The German composer, damned by the Nazis as a dangerous modernist, was never other than a cerebral conservative with an ear for correct form. Exiled to Istanbul, then to Yale, he reduced students to tears with rigorous lessons in theory and any number of ruthless technical exercises designed to make them better human beings.
The 1943 Ludus Tonalis set for solo piano, premiered by Artur Schnabel in Chicago that year, is Hindemith’s attempt at a Goldberg Variations, contrapuntal as a dyspeptic snake, turning this way and that, striking without warning. Like a rattler, you know it’s there but you don’t dare look.
The pianist in this rare recording, reissued from 1965, is the Estonian refugee Käbi Laretei who, in Sweden, became the first wife of the film drector Ingmar Bergman.
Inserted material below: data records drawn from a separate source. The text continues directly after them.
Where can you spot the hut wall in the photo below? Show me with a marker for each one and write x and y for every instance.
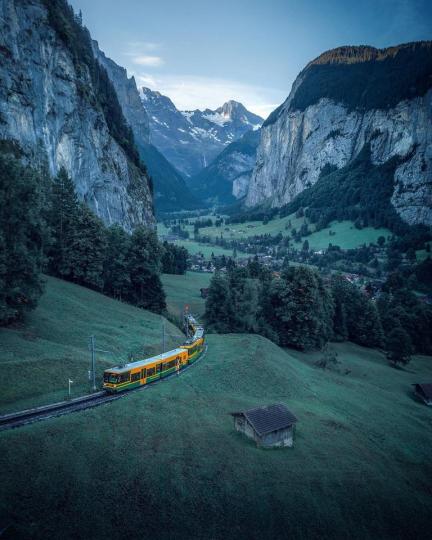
(281, 437)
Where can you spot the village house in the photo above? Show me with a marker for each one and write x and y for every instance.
(269, 426)
(424, 392)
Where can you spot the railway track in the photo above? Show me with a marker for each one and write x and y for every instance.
(28, 416)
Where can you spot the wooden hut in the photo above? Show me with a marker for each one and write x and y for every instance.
(424, 392)
(269, 426)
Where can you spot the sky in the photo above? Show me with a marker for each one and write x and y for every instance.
(201, 53)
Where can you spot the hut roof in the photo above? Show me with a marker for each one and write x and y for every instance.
(270, 418)
(425, 389)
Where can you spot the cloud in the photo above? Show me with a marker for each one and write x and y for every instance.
(190, 92)
(148, 61)
(143, 46)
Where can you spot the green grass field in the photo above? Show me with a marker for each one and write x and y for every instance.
(166, 462)
(185, 290)
(38, 358)
(347, 236)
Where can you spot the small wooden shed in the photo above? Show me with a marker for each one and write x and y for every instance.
(424, 392)
(269, 426)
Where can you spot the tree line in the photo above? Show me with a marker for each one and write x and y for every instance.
(45, 228)
(299, 309)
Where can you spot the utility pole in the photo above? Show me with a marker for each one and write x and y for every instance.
(92, 348)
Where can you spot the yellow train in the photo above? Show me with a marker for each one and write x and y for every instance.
(146, 371)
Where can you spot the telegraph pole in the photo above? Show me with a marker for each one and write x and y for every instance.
(92, 348)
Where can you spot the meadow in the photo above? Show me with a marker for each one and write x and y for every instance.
(37, 358)
(343, 234)
(184, 291)
(166, 462)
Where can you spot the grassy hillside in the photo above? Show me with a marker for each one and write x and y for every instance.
(347, 235)
(38, 358)
(167, 463)
(185, 290)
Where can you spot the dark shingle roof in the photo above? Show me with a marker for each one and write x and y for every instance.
(426, 389)
(270, 418)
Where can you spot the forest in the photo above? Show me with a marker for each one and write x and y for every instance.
(45, 229)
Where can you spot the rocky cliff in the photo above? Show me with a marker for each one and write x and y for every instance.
(341, 101)
(170, 190)
(49, 104)
(226, 179)
(190, 140)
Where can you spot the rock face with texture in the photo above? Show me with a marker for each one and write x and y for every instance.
(320, 124)
(128, 96)
(170, 190)
(190, 140)
(48, 106)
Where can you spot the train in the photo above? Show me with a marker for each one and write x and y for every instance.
(142, 372)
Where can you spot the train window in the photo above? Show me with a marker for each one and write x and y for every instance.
(125, 377)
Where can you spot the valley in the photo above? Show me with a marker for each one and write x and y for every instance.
(212, 182)
(127, 455)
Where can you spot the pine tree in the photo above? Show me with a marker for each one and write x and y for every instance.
(88, 249)
(356, 317)
(23, 234)
(216, 311)
(63, 220)
(115, 268)
(398, 346)
(144, 264)
(300, 309)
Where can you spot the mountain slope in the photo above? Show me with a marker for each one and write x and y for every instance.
(226, 179)
(170, 190)
(190, 140)
(58, 104)
(114, 462)
(340, 102)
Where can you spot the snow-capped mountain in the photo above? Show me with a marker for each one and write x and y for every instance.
(190, 140)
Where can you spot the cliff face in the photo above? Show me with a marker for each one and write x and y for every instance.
(226, 179)
(128, 96)
(49, 106)
(170, 190)
(191, 140)
(322, 123)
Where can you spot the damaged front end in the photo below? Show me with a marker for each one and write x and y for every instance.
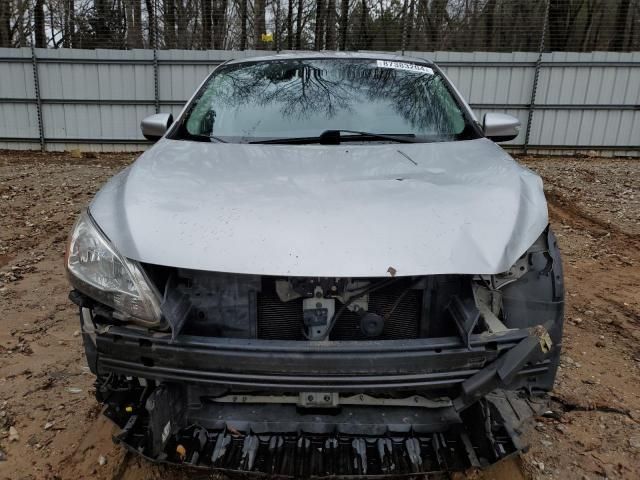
(314, 377)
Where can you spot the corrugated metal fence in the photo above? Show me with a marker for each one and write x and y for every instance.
(95, 99)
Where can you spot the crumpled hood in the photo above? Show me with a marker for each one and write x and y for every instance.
(326, 211)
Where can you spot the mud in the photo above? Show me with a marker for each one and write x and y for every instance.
(51, 427)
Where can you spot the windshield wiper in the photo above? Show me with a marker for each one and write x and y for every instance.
(334, 137)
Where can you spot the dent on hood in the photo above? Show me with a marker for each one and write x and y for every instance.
(341, 211)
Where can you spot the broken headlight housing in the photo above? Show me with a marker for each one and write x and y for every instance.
(96, 269)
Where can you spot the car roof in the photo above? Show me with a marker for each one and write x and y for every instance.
(338, 55)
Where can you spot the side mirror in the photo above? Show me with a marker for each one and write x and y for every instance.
(155, 126)
(500, 127)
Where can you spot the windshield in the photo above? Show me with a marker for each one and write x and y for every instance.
(302, 98)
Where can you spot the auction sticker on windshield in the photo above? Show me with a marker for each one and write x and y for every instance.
(412, 67)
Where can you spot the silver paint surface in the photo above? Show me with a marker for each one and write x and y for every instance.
(351, 210)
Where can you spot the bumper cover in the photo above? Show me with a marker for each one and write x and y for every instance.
(171, 416)
(301, 366)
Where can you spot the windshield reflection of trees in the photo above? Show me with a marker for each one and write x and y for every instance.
(303, 89)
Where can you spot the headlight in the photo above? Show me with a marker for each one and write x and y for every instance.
(97, 270)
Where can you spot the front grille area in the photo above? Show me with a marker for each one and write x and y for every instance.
(279, 320)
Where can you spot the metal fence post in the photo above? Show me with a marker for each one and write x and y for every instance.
(536, 75)
(36, 87)
(156, 88)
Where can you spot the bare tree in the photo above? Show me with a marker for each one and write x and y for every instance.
(299, 25)
(5, 24)
(344, 23)
(207, 24)
(320, 19)
(290, 24)
(259, 23)
(620, 29)
(331, 25)
(38, 24)
(169, 24)
(219, 23)
(243, 24)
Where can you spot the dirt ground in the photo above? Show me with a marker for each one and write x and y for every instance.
(50, 424)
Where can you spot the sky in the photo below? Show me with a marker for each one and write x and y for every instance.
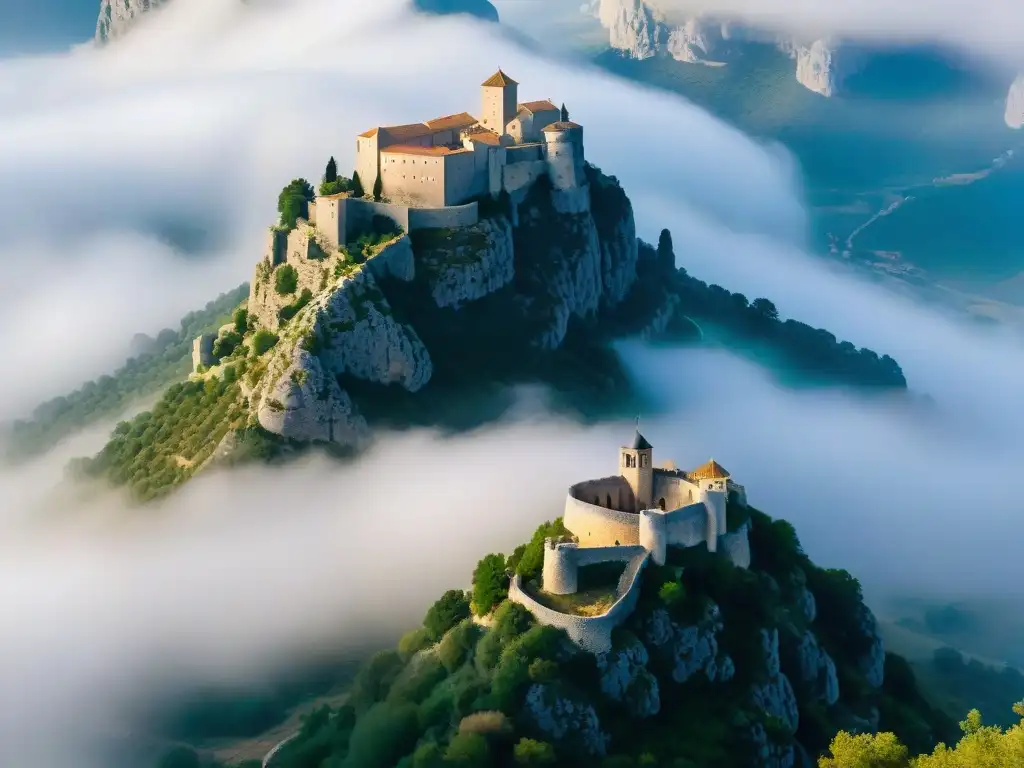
(201, 117)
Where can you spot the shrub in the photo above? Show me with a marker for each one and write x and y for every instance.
(672, 593)
(489, 584)
(226, 344)
(528, 753)
(457, 643)
(413, 642)
(374, 679)
(469, 751)
(445, 613)
(286, 280)
(263, 341)
(241, 320)
(382, 735)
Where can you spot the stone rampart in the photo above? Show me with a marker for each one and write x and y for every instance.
(451, 217)
(599, 526)
(590, 633)
(736, 546)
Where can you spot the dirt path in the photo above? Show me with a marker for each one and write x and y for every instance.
(256, 748)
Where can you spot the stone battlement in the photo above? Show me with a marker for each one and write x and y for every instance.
(634, 517)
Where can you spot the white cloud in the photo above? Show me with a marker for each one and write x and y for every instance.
(197, 117)
(986, 28)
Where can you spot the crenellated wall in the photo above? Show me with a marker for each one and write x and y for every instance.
(599, 526)
(590, 633)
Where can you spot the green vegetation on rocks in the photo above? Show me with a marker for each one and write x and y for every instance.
(161, 361)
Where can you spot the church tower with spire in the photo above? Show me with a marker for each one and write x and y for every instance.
(637, 468)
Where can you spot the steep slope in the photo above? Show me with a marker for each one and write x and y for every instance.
(718, 666)
(432, 328)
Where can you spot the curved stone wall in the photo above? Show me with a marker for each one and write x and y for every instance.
(590, 633)
(599, 526)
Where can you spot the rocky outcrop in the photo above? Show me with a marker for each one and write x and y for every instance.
(774, 695)
(872, 662)
(467, 264)
(117, 16)
(625, 678)
(817, 670)
(1015, 103)
(304, 402)
(562, 719)
(690, 649)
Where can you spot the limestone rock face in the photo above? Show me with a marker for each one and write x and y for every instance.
(775, 695)
(1015, 103)
(303, 402)
(872, 663)
(625, 678)
(690, 649)
(817, 669)
(563, 720)
(469, 263)
(117, 16)
(358, 335)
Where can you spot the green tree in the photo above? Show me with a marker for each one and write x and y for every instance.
(468, 750)
(489, 584)
(666, 253)
(286, 280)
(766, 309)
(263, 340)
(241, 320)
(528, 753)
(445, 613)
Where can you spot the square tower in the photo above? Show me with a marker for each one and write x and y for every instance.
(499, 104)
(637, 469)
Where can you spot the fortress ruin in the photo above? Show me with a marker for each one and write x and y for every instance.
(633, 517)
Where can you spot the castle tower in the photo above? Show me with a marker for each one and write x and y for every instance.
(500, 101)
(637, 468)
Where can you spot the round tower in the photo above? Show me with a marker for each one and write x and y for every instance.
(563, 147)
(637, 468)
(559, 573)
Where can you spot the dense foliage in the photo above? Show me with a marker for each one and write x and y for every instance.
(293, 203)
(981, 747)
(162, 448)
(165, 359)
(455, 693)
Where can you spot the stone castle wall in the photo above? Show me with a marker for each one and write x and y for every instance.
(599, 526)
(590, 633)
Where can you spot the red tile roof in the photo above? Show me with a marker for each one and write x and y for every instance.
(535, 107)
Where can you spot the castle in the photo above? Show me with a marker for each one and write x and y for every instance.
(432, 174)
(634, 517)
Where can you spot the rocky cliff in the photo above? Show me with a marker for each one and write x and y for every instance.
(718, 666)
(1015, 103)
(640, 31)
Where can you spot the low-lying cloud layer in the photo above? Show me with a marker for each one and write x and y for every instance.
(206, 115)
(989, 29)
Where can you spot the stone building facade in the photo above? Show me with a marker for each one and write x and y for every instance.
(634, 517)
(459, 158)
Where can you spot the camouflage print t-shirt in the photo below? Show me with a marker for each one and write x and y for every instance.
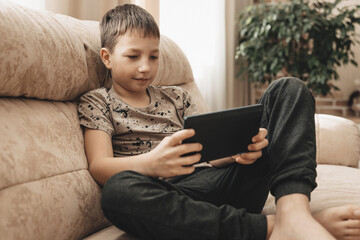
(136, 130)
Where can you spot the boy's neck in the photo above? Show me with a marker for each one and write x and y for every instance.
(134, 99)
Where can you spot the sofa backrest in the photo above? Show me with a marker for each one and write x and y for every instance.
(337, 141)
(46, 62)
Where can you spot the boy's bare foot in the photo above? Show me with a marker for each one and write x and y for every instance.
(293, 220)
(342, 222)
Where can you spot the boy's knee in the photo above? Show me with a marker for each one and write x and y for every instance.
(118, 189)
(289, 82)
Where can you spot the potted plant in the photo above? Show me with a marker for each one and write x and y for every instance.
(297, 38)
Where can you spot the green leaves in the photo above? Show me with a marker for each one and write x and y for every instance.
(297, 38)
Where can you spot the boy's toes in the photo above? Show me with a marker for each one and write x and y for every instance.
(357, 213)
(349, 212)
(352, 224)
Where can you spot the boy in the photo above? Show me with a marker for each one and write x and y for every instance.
(133, 144)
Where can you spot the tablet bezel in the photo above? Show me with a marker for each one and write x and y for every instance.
(224, 133)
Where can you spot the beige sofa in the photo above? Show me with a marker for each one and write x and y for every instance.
(46, 192)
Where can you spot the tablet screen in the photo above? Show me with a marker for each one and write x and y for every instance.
(224, 133)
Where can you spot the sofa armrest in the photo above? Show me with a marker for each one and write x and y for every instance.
(337, 141)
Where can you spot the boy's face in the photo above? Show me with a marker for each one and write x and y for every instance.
(133, 63)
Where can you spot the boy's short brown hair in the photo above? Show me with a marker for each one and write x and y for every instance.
(117, 21)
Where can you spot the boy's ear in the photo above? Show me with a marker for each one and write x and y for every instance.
(105, 57)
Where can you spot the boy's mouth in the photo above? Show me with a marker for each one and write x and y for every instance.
(142, 79)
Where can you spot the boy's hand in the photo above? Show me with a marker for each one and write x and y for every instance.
(259, 142)
(165, 160)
Why she is not better known I cannot figure. She has technique to spare and a feel for mood that few piano players can replicate. Laretei treats Hindemith with appropriate austerity, no flirty smiles, no lapses of concentration (dinner at the Bergmans must have been fun). I wish I’d heard her playing Webern.
I’ve had her Ludus in the background all week and, while I can’t pretend to love the work, I can’t help but admire Hindemith’s morning exercises, his oh-so-German devotion to the precise placement of nuts and bolts and Laretei’s unflinching turn of the family screwdriver. Inimitable.